Recent Security Developments
The PRC’s security assessment of Northeast Asia, and especially the Korean peninsula, must reconcile several realities:
· South Korea (ROK) is a major trading partner, even as it is also a major ally of the United States
· North Korea is an economic cripple, even as it is aligned with the PRC.
· North Korea is not necessarily amenable to Chinese advice, much less Chinese instruction.
· The United States maintains a major security presence in the region, leveraging access to bases in Japan and the ROK.
The “core interests” laid out by Dai Bingguo suggest that the PRC’s security interests would be best served by maintaining good relations with both North Korea and the ROK, while forestalling development of any grand coalition of the ROK, United States and Japan that could contain the PRC and adversely affect Chinese economic development.
Yet, for much of the 2000s, Beijing pressed historical and territorial issues that would antagonize Seoul. In 2003, Chinese officials asked UNESCO to declare ancient tombs from the kingdom of Koguryo in the PRC as world heritage sites. Simultaneously, the “Northeast Asia History Project,” a Beijing-funded endeavor, tried to establish that the Koguryo kingdom was, in fact, a part of Chinese culture. It is believed that the latter project was meant to forestall any future attempt by a reunified Korea to claim Chinese territory with substantial ethnic Korean populations. However, it might have been intended to signal to Pyongyang, and possibly Seoul, that instability on the peninsula could lead to Chinese intervention—justified by historical claims to the northern portion. Chinese claims to the Senkakus and much of the South China Sea appear rooted in similar claims.

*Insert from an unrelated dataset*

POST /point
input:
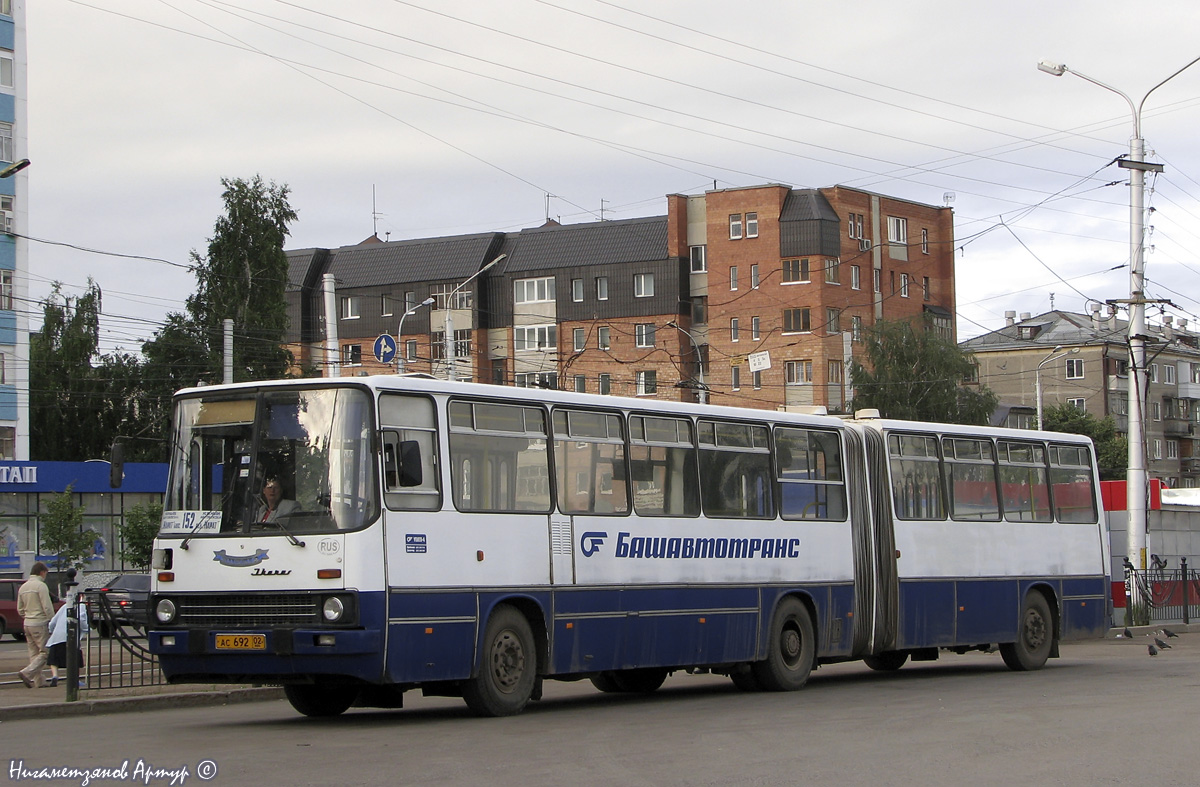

Another territorial dispute arose in 2006, when Chinese officials indicated that Socotra Rock was properly part of the PRC, based on the PRC’s exclusive economic zone (EEZ). The issue became more pointed in 2011, when Beijing dispatched three vessels to the vicinity of the disputed are—and, more recently, when it declared that its Air Defense Identification Zone (ADIZ) includes the airspace over Socotra Rock.
Sino-South Korean relations arguably reached their nadir in the wake of the 2010 North Korean attack on the South Korean frigate Cheonan and the subsequent shelling of Yeonpyeong. While neither action was perpetrated by the Chinese, Beijing’s refusal to condemn the attacks alienated the ROK.
Chinese Efforts to Improve Relations
Sino-South Korean relations have improved, however, since these 2010 incidents. Economic ties between the two states were never disrupted, and the constant stream of commerce limited the impact of Chinese reticence. The PRC remains the ROK’s most important trade partner—serving as both the largest exporter of goods to the ROK and as its largest export market. Efforts to negotiate a Sino-South Korean free trade agreement reflect this extensive economic relationship.